For those who have had exposure to development environments, you are probably familiar with TDD, or Test Driven Development. If not, then I highly recommend that you dig into the topic as it may be one of the best tools to have in your toolkit: http://en.wikipedia.org/wiki/Test-driven_development
The concept is simple: Design a test for an upcoming feature. Run the test to fail. Implement the feature. Run the test with success. The key to the whole process is designing the test for the upcoming feature and allowing it to fail with the understanding as to why it has done so.
More often than not, we find ourselves designing and building infrastructure systems quickly and we frequently build before and during design. What begins as a proof of concept becomes a production system. The issue here is that we will build for success. Who wouldn’t right?
To truly design an end-to-end system with the ability to fully understand it’s moving parts and linkages we have to do the opposite. We have to design for failure. It’s a difficult concept to understand for many.
A famous quote which is often attributed to IBM is “fail early, fail often”. There are hundreds of references to it and similar phrases. It’s probably as hard to trace the true origin as it is the urban legend of pop rocks and cola. Regardless, the idea is one we should latch on to. Nobody likes to fail, but if we don’t fail during design, we will inevitably fail in production and we will not understand the reasons. The pressure will be on so it will not be the time to break out the design documents and reverse engineer.
The role of the Systems Architect is to be able to design with the future and current state in mind. As designers and implementers we need to expand our understanding to not just the pie in the sky, but the inner workings. Much like Douglas Adams’ character Dirk Gently the holistic detective, we should understand the “fundamental interconnectedness of all things”.

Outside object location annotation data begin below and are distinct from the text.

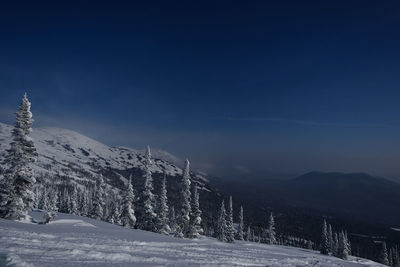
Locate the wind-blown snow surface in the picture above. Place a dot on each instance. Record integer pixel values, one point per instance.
(79, 241)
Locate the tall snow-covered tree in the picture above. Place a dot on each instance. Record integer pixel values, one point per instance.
(221, 226)
(241, 225)
(16, 195)
(348, 244)
(51, 213)
(145, 206)
(44, 199)
(162, 209)
(383, 257)
(183, 218)
(74, 201)
(127, 216)
(330, 238)
(230, 230)
(342, 250)
(84, 203)
(271, 235)
(172, 219)
(97, 211)
(195, 216)
(335, 244)
(324, 246)
(248, 234)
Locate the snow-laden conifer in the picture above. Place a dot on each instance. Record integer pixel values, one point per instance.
(16, 195)
(74, 201)
(230, 231)
(84, 203)
(183, 219)
(330, 238)
(97, 211)
(145, 206)
(221, 226)
(335, 247)
(248, 234)
(127, 217)
(162, 209)
(383, 257)
(44, 199)
(271, 235)
(324, 246)
(195, 216)
(342, 250)
(51, 213)
(172, 219)
(241, 225)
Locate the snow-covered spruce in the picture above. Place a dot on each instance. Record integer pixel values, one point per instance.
(162, 209)
(127, 217)
(195, 216)
(230, 231)
(183, 219)
(241, 225)
(97, 211)
(172, 219)
(16, 195)
(383, 257)
(146, 217)
(324, 246)
(271, 235)
(248, 233)
(343, 252)
(221, 225)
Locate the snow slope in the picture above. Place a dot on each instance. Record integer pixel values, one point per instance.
(79, 241)
(78, 158)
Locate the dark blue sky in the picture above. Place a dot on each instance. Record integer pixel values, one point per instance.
(249, 86)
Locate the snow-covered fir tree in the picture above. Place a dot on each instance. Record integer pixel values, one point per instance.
(162, 209)
(271, 235)
(195, 216)
(335, 244)
(51, 213)
(73, 200)
(343, 249)
(172, 219)
(16, 195)
(248, 234)
(183, 218)
(146, 217)
(221, 226)
(230, 231)
(65, 200)
(241, 225)
(330, 238)
(97, 211)
(84, 203)
(324, 245)
(44, 199)
(127, 216)
(348, 244)
(383, 257)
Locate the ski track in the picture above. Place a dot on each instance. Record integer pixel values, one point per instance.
(78, 241)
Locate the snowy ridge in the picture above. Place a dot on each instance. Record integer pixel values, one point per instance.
(67, 153)
(68, 241)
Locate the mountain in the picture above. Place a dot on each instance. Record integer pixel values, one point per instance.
(359, 195)
(65, 156)
(79, 241)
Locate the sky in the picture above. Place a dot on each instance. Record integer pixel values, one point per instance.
(256, 88)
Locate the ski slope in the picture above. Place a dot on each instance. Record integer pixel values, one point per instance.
(79, 241)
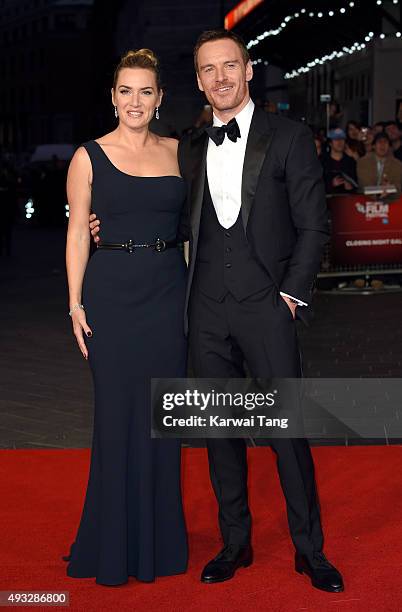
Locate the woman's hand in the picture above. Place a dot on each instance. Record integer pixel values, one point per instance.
(81, 327)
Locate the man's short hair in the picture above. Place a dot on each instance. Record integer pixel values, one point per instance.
(220, 34)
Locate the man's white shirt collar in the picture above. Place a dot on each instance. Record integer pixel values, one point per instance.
(243, 118)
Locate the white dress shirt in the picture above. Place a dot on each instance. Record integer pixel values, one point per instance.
(225, 170)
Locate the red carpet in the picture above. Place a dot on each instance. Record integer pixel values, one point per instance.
(360, 488)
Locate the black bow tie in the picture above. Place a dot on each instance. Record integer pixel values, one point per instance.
(217, 134)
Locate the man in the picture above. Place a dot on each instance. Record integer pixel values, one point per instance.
(380, 167)
(394, 133)
(258, 224)
(337, 165)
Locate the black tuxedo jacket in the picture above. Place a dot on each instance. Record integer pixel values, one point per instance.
(283, 209)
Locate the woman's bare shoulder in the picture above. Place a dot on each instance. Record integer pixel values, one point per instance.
(106, 139)
(170, 143)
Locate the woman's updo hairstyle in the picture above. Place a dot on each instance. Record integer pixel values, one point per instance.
(142, 58)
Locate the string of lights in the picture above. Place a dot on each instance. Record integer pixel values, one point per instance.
(305, 13)
(356, 47)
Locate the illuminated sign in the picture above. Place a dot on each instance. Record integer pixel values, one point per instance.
(239, 12)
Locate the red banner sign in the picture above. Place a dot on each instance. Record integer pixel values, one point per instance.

Where the application development teams have TDD, we as infrastructure designers have to look to TDI: Test Driven Infrastructure.
Designing for failure is one thing, but being able to test for failure is the holy grail of successful implementation. It is as challenging in systems and infrastructure design as it is in application development. There are limited tools available to do end-to-end testing of systems like VDI, Virtual Server environments, cloud orchestration, auto deploy, Business Continuity and many other environment frameworks.
What we need to do is to leverage the tools available to us such as management and monitoring tools. Sprinkle in some scripting and automation, add a dash of log aggregation and we have ourselves the recipe for a nice hybrid infrastructure test method. The advantage to growing your own testing infrastructure is that you have effectively created your long term production monitoring tool along the way. It is truly a win-win.
In a previous article on Installation versus Implementation I wrote about how we can install a product very quickly, but the true value comes in designing for growth, performance and ultimately for managing failure.
Look to what you have available for tools to bring into your TDI design. I make use of SCOM, vCenter Operations Manager, SolarWinds Orion, PowerCLI, PowerShell and some other home grown application tools. All of these help me work to understand the linkages between my systems. During design and build the plan we will include purposeful failure and recovery to best understand how each system will act in production. Not just in a pure successful implementation, but we will gain an understanding of how and why it will fail, and what the recovery steps are.
Raise your glasses to failure and celebrate that we found it before it found us!